William George Bunter
Billy Bunter Chapman Portrait.jpg
Billy Bunter as depicted by The Magnet artist C. H. Chapman
First appearance The Magnet #1 "The Making of Harry Wharton" (1908)
Last appearance Bunter's Last Fling (1965)
Created by Charles Hamilton writing as Frank Richards
Portrayed by Gerald Campion (BBC TV series 1952–1961
Information
Nickname(s) Billy; "The Owl of the Remove"
Gender Male
Occupation Schoolboy
Relatives Bessie Bunter (sister); Sammy Bunter (brother); Mr. Samuel Bunter (father); Mrs Amelia Bunter (mother)
Nationality British

William George Bunter (known as Billy Bunter) is a fictional schoolboy created by Charles Hamilton using the pen name Frank Richards. He features in stories set at Greyfriars School, originally published in the boys' weekly story paper The Magnet from 1908 to 1940. Subsequently, Bunter has appeared in novels, on television, in stage plays, and in comic strips.
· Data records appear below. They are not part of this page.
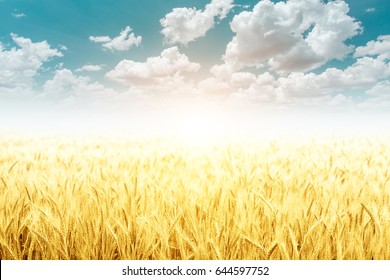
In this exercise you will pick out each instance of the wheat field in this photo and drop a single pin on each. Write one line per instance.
(101, 197)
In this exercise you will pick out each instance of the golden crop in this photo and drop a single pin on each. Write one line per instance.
(97, 197)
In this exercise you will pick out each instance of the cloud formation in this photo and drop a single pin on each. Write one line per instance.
(72, 89)
(291, 36)
(20, 64)
(379, 47)
(123, 42)
(155, 70)
(184, 25)
(89, 68)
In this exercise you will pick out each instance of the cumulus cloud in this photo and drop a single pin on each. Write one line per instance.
(20, 64)
(299, 88)
(89, 68)
(123, 42)
(18, 15)
(379, 47)
(184, 25)
(155, 70)
(291, 36)
(67, 86)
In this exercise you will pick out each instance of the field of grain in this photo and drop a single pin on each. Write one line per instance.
(78, 197)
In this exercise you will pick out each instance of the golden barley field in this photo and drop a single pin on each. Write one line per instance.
(101, 197)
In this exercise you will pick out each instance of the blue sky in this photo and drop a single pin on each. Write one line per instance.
(127, 55)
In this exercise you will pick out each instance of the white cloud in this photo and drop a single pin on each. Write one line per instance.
(19, 65)
(379, 47)
(297, 88)
(379, 97)
(18, 15)
(89, 68)
(291, 36)
(380, 89)
(156, 70)
(123, 42)
(67, 86)
(184, 25)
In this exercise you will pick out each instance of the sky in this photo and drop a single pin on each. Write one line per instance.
(185, 61)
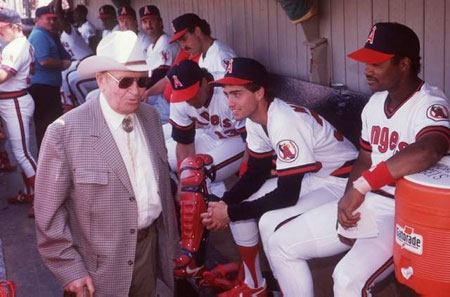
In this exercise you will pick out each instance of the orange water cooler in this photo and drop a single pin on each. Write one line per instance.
(422, 231)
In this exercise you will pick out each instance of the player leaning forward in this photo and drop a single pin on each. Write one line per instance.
(405, 129)
(312, 161)
(16, 105)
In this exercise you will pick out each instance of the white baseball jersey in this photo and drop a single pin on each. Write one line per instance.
(17, 59)
(215, 117)
(106, 32)
(384, 133)
(87, 30)
(216, 58)
(302, 139)
(161, 53)
(75, 45)
(16, 105)
(144, 41)
(387, 132)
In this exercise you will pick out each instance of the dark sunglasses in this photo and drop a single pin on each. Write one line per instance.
(126, 82)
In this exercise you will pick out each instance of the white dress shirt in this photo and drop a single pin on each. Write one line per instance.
(136, 156)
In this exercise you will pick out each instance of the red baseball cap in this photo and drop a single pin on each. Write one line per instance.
(126, 11)
(185, 79)
(45, 10)
(386, 40)
(181, 24)
(107, 12)
(148, 11)
(243, 71)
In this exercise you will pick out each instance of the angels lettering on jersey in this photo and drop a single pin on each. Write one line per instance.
(385, 134)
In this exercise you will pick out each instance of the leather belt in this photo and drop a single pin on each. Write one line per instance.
(10, 95)
(344, 170)
(143, 233)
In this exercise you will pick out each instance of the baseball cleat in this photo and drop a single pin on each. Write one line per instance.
(185, 267)
(243, 290)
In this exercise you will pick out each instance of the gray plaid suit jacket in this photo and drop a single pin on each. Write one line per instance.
(86, 214)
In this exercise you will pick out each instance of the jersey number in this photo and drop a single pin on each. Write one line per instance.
(385, 139)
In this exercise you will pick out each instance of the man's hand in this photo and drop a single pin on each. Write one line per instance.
(77, 286)
(216, 218)
(347, 205)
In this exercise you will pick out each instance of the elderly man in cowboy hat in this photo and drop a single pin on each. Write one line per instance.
(105, 217)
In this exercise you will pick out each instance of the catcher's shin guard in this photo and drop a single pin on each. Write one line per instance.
(193, 194)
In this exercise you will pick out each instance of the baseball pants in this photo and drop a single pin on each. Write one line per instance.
(17, 114)
(66, 93)
(161, 105)
(48, 107)
(313, 235)
(315, 191)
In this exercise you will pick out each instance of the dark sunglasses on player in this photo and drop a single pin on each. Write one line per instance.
(126, 82)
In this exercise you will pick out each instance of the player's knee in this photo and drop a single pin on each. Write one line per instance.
(244, 233)
(265, 226)
(346, 282)
(276, 249)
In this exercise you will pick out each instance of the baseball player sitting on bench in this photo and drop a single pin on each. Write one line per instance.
(196, 103)
(405, 129)
(312, 162)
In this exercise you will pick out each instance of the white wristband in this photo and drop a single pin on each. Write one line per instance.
(361, 185)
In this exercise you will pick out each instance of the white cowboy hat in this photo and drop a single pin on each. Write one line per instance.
(120, 50)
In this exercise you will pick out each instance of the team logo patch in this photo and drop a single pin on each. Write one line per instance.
(176, 82)
(165, 56)
(226, 62)
(229, 66)
(438, 112)
(146, 10)
(287, 151)
(407, 239)
(371, 35)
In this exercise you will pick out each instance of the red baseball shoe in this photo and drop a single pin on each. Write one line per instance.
(185, 267)
(245, 291)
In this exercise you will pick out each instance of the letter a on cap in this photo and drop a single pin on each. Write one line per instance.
(371, 35)
(230, 66)
(177, 83)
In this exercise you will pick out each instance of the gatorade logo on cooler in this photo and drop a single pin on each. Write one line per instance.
(407, 239)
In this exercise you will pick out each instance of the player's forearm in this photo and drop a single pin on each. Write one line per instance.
(55, 63)
(361, 164)
(418, 156)
(184, 150)
(4, 75)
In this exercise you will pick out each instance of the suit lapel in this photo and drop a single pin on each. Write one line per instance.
(147, 127)
(103, 142)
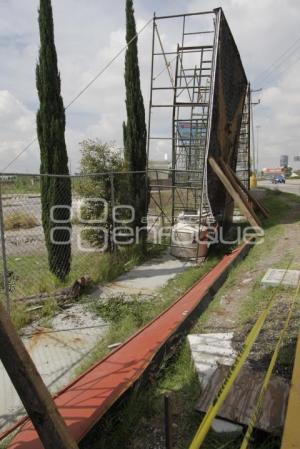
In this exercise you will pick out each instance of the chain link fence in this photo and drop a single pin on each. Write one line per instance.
(80, 233)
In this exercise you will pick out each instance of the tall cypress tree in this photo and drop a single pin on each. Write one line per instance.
(134, 131)
(55, 191)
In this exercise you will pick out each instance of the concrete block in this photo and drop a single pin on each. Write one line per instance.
(287, 278)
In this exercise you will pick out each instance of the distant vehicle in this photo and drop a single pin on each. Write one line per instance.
(278, 179)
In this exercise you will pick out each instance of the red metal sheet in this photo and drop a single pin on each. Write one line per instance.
(86, 399)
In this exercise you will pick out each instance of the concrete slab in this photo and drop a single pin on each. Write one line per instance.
(144, 279)
(210, 350)
(287, 278)
(57, 352)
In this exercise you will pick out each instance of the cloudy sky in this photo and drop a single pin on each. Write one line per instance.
(88, 34)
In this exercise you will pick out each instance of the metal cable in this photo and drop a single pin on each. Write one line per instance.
(85, 88)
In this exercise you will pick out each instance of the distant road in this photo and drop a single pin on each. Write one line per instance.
(289, 186)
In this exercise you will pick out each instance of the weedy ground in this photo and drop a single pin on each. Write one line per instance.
(139, 423)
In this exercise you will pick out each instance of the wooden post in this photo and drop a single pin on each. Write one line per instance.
(235, 195)
(33, 393)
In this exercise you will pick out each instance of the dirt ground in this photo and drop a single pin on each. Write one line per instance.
(226, 316)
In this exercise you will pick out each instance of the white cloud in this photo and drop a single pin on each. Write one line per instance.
(89, 34)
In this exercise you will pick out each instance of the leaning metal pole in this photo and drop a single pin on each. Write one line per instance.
(3, 251)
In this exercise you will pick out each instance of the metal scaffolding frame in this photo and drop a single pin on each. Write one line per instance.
(187, 90)
(243, 160)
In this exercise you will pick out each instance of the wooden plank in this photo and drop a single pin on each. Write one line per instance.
(291, 433)
(243, 194)
(251, 197)
(31, 388)
(241, 400)
(235, 195)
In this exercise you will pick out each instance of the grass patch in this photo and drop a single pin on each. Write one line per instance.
(142, 414)
(127, 317)
(31, 276)
(19, 220)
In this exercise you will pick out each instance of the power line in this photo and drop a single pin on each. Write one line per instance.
(93, 80)
(278, 61)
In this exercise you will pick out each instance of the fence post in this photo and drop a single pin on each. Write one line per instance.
(112, 189)
(3, 252)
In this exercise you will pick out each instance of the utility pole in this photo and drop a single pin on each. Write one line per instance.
(257, 145)
(32, 391)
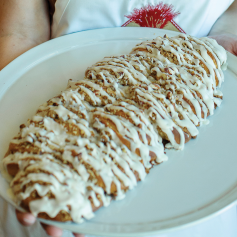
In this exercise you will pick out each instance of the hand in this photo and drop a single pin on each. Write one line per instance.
(28, 219)
(228, 41)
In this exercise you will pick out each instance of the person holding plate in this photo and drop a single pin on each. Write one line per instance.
(25, 24)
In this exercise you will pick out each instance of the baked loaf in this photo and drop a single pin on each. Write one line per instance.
(103, 134)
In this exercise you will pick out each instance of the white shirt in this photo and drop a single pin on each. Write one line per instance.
(190, 16)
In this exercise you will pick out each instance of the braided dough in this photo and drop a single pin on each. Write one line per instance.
(103, 134)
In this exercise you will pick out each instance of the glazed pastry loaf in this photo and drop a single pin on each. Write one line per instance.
(103, 134)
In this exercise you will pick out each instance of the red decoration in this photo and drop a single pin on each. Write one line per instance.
(154, 16)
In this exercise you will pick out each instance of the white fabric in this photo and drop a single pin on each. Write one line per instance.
(195, 18)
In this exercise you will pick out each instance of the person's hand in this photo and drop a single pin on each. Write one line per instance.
(228, 41)
(28, 219)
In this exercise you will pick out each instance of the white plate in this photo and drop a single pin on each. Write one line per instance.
(193, 185)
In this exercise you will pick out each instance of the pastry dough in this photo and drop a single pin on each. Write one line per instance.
(103, 134)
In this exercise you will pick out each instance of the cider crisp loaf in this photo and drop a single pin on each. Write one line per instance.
(99, 137)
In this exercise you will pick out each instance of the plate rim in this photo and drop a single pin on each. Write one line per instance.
(37, 55)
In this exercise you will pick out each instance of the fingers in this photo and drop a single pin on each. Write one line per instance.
(52, 230)
(26, 219)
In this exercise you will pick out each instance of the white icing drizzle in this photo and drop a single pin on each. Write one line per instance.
(101, 135)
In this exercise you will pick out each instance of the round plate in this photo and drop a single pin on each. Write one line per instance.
(191, 186)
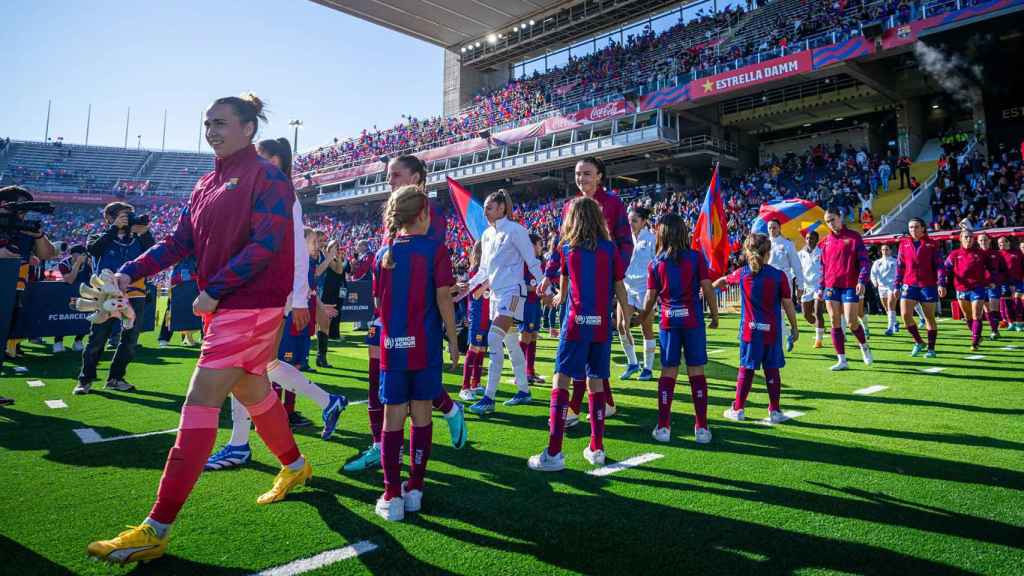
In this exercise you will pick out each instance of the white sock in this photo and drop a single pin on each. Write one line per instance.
(159, 527)
(629, 347)
(289, 377)
(518, 361)
(241, 423)
(496, 350)
(648, 353)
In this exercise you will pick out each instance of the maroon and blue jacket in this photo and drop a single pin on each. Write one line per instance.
(238, 223)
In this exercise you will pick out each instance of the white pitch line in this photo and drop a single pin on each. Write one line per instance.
(320, 561)
(626, 464)
(870, 389)
(89, 436)
(786, 415)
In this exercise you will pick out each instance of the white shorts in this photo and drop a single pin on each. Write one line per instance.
(508, 301)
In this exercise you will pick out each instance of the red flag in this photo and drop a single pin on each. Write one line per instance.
(710, 233)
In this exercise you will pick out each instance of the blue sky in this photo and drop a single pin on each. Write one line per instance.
(336, 73)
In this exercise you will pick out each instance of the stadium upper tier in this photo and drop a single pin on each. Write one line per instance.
(93, 169)
(685, 51)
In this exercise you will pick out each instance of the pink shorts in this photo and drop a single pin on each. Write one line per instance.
(241, 338)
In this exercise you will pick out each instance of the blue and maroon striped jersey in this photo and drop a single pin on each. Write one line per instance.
(761, 298)
(592, 275)
(677, 281)
(411, 322)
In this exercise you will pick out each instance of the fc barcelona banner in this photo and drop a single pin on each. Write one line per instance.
(356, 302)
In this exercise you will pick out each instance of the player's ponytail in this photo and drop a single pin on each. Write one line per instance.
(403, 206)
(756, 248)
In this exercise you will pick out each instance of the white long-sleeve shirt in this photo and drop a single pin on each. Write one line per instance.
(810, 263)
(884, 273)
(783, 257)
(505, 248)
(643, 253)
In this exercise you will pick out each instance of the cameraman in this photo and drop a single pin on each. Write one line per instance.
(125, 240)
(18, 242)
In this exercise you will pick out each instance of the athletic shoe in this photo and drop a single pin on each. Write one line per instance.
(865, 353)
(139, 543)
(595, 457)
(391, 510)
(631, 370)
(228, 457)
(297, 420)
(285, 482)
(369, 459)
(519, 398)
(734, 415)
(482, 406)
(335, 407)
(547, 463)
(839, 366)
(119, 384)
(413, 499)
(457, 428)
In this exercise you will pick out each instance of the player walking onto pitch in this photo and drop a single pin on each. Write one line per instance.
(764, 295)
(413, 290)
(844, 270)
(238, 223)
(636, 287)
(404, 170)
(919, 263)
(592, 273)
(967, 266)
(675, 280)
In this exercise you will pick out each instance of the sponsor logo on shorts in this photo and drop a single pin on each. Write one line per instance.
(399, 342)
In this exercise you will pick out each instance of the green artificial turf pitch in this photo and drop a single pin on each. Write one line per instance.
(923, 478)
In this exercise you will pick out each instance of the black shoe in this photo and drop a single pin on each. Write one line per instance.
(297, 420)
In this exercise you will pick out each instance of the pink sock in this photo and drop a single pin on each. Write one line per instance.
(556, 423)
(391, 462)
(374, 406)
(698, 389)
(744, 379)
(839, 340)
(596, 407)
(579, 388)
(442, 402)
(912, 329)
(666, 392)
(271, 425)
(419, 452)
(774, 382)
(185, 460)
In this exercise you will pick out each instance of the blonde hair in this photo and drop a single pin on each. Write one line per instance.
(402, 207)
(756, 247)
(584, 223)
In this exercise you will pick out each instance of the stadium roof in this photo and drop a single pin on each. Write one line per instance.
(445, 23)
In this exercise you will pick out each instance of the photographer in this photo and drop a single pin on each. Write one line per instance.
(22, 239)
(125, 240)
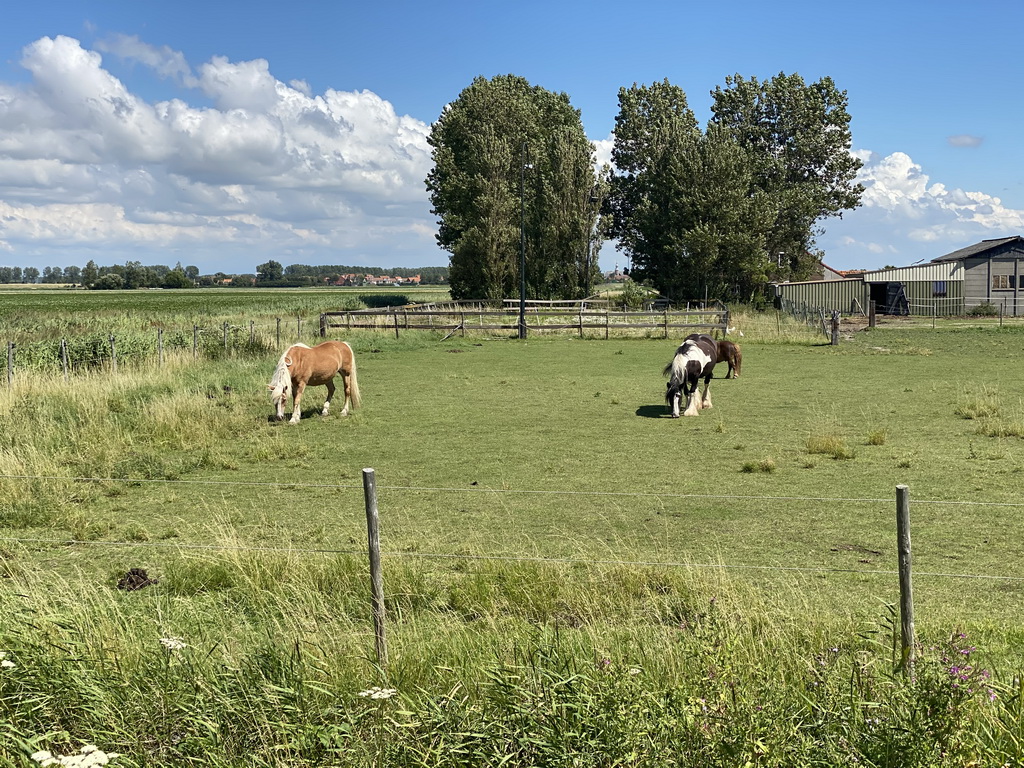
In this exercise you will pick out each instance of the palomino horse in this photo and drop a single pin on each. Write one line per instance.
(729, 352)
(694, 359)
(301, 366)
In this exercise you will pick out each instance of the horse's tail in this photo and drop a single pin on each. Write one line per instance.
(353, 381)
(281, 382)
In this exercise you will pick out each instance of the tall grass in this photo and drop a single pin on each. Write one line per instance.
(232, 662)
(142, 422)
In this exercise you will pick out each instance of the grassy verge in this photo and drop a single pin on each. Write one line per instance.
(571, 578)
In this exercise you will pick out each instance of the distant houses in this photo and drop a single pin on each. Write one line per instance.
(373, 280)
(989, 273)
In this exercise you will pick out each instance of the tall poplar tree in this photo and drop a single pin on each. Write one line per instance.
(513, 169)
(799, 138)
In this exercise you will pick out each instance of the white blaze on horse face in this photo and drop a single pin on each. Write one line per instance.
(692, 408)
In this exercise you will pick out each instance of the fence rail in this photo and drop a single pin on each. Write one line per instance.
(540, 318)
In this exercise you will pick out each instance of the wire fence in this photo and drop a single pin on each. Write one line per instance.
(503, 557)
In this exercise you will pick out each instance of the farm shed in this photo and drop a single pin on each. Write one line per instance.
(922, 289)
(992, 272)
(935, 288)
(848, 295)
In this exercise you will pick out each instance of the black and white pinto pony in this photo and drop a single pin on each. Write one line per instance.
(694, 360)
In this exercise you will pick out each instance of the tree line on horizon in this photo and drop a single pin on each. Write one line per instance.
(698, 212)
(133, 274)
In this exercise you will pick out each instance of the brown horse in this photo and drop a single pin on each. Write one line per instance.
(301, 366)
(729, 352)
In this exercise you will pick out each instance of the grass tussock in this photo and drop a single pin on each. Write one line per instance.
(877, 437)
(829, 443)
(982, 404)
(766, 465)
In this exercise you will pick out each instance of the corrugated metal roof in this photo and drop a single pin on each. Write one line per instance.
(931, 271)
(978, 248)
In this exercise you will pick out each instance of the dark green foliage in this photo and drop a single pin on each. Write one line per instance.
(509, 158)
(717, 213)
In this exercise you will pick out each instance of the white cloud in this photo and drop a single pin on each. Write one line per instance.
(268, 168)
(905, 217)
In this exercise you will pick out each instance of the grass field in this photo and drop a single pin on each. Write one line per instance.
(542, 518)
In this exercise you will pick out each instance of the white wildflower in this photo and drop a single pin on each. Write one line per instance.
(377, 692)
(87, 757)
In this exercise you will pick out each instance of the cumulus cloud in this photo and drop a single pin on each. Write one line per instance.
(905, 217)
(264, 168)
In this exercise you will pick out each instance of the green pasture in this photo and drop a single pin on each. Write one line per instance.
(562, 449)
(541, 517)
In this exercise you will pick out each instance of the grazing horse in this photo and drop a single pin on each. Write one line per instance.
(694, 359)
(729, 352)
(301, 366)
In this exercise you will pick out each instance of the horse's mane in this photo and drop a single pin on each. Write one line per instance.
(281, 382)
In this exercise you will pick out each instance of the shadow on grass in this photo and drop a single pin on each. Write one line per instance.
(653, 412)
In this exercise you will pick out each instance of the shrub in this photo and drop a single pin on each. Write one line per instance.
(984, 309)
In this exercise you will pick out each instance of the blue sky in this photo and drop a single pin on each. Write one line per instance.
(224, 133)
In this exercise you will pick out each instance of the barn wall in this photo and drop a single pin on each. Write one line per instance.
(921, 296)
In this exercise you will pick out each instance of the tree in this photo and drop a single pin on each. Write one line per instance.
(109, 282)
(176, 279)
(269, 270)
(90, 273)
(513, 170)
(799, 138)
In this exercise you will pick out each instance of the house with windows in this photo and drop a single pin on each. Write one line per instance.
(990, 271)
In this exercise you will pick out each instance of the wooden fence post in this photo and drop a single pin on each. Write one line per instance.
(376, 578)
(905, 585)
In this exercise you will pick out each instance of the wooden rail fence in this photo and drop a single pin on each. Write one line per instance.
(539, 318)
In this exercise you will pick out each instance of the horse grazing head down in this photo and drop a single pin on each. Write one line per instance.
(694, 359)
(302, 366)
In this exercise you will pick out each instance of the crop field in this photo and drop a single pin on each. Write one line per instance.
(542, 521)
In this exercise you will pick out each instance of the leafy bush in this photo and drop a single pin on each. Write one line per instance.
(984, 309)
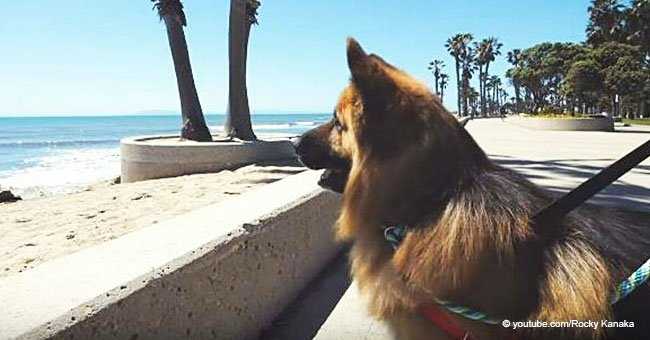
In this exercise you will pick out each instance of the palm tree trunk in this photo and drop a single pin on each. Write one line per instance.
(194, 127)
(480, 89)
(458, 86)
(435, 79)
(517, 97)
(238, 119)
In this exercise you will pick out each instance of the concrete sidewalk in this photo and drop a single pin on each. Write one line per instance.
(556, 160)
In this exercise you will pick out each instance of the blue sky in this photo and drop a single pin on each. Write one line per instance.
(80, 57)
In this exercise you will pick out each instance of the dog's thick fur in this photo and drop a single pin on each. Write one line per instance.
(400, 158)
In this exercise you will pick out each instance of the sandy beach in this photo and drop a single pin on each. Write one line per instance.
(41, 229)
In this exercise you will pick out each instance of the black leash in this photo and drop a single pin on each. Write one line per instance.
(555, 211)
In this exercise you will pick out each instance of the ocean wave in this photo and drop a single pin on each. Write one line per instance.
(63, 172)
(49, 143)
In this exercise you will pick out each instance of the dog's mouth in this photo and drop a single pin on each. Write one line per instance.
(334, 179)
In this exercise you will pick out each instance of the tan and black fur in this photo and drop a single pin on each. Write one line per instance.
(399, 157)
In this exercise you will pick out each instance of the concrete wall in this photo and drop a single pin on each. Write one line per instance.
(223, 271)
(164, 156)
(563, 124)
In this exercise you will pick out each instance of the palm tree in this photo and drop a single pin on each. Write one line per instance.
(194, 127)
(514, 57)
(469, 66)
(436, 67)
(495, 83)
(443, 85)
(457, 47)
(243, 14)
(487, 50)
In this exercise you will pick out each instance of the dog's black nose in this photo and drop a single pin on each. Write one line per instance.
(299, 144)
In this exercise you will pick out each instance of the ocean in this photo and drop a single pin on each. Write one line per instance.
(40, 156)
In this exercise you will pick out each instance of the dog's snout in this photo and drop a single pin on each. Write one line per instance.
(297, 144)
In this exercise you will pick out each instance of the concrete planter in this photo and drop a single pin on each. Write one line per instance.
(150, 157)
(564, 124)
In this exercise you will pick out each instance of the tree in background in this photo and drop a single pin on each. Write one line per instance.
(172, 14)
(638, 20)
(605, 22)
(468, 63)
(457, 47)
(486, 52)
(243, 14)
(436, 68)
(514, 57)
(582, 85)
(444, 78)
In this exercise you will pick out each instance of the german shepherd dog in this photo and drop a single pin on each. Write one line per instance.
(400, 158)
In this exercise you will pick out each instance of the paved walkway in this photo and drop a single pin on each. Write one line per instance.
(556, 160)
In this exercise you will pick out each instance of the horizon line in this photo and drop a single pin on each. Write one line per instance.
(151, 113)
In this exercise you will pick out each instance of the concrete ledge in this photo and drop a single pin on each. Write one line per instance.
(149, 157)
(223, 271)
(563, 124)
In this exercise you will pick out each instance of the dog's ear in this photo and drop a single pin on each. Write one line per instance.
(369, 76)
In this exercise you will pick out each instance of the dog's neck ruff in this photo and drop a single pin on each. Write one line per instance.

He is in the Lower Fourth form of Greyfriars School, known as the Remove, whose members are 14–15 years of age. Originally a minor character, his role was expanded over the years with his antics being heavily used in the stories to provide comic relief and to drive forward the plots.

Bunter's defining characteristic is his greediness and dramatically overweight appearance. His character is, in many respects, a highly obnoxious anti-hero. As well as his gluttony, he is also obtuse, lazy, racist, inquisitive, deceitful, slothful, self-important and conceited. These defects, however, are not recognized by Bunter. In his own mind, he is an exemplary character: handsome, talented and aristocratic; and dismisses most of those around him as "beasts". Even so, the negative sides of Bunter are offset by several genuine redeeming features; such as his tendency, from time to time, to display courage in aid of others; his ability to be generous, on the rare occasions when he has food or cash; and above all his very real love and concern for his mother. All these, combined with Bunter's cheery optimism, his comically transparent untruthfulness and inept attempts to conceal his antics from his schoolmasters and schoolfellows, combine to make a character that succeeds in being highly entertaining but which rarely attracts the reader's lasting sympathy.

Charles Hamilton invented the character for an unpublished story in the late 1890s. He claimed Bunter was derived from three persons: a corpulent editor, a short-sighted relative, and another relative who was perpetually trying to raise a loan.

The identity of the fat editor is unclear: various sources suggest either Lewis Ross Higgins, editor of a number of comic papers and who is described as resembling the author G. K. Chesterton; or Percy Griffith, the original editor of The Magnet. The short sighted relative was Hamilton's younger sister Una, who had suffered poor sight since childhood, and who had been wont to peer at him somewhat like an Owl; while the other relative was his older brother Alex, who was described as "generally anxious to borrow a pound or two" on the strength of the anticipated arrival of a cheque that never materialized.